Since the Stones had recently joined the Vail Symposium board, they were able to use that group as a launching pad for the event.

That program has consumed most of the Stones’ time for nearly two years now, and Stone is as enthusiastic about Living at Your Peak now as the day she started.

“It’s become our third child, in a way,” Stone said. “We’ve loved, nurtured it.”

While organizing the event – something the Stones hadn’t done before – either John or Jamie spend hours on the phone, talking to potential presenters, trying to ensure Living at Your Peak didn’t just get top people but the right people. And, Rogers said, there’s a list of several people who didn’t get invited to this year’s event but who will probably be asked to come next year.
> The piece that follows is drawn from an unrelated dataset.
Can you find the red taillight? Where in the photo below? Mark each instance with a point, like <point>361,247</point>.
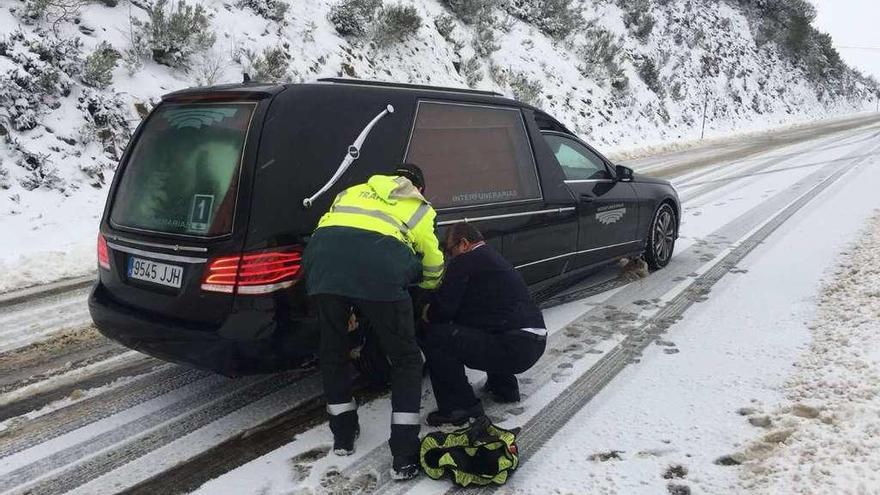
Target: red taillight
<point>256,273</point>
<point>103,253</point>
The Vail Symposium for some time has focused on one-evening events. Living at Your Peak is a new experience for most of the people associated with the group. But board member Elaine Kelton has been associated with the Symposium since its founding in 1971 and said this three-day format will be familiar to the early participants.

“It was originally a three- or three-and-a-half-day program,” Kelton said. “We’d get 600 people up at Eagles Nest.”

The idea of those early symposiums was to look at broad issues through a local lens, Kelton said, with Vail leaders then acting on what they’d learned.

“It was part of building community,” she said.

That community-building idea could flower again with Living at Your Peak.

“It’s part of a vision of what we (in Vail) aspire to,” Kelton said.

Rogers for several years has touted Vail as a potential center for things Living at Your Peak will explore. She also believes the event could plant a seed of something bigger.

“It takes a while for events to catch on,” Rogers said. “I hope this one grows.”

And, she added, she’ll never again tell Jaime Stone, “Great – good luck with that.”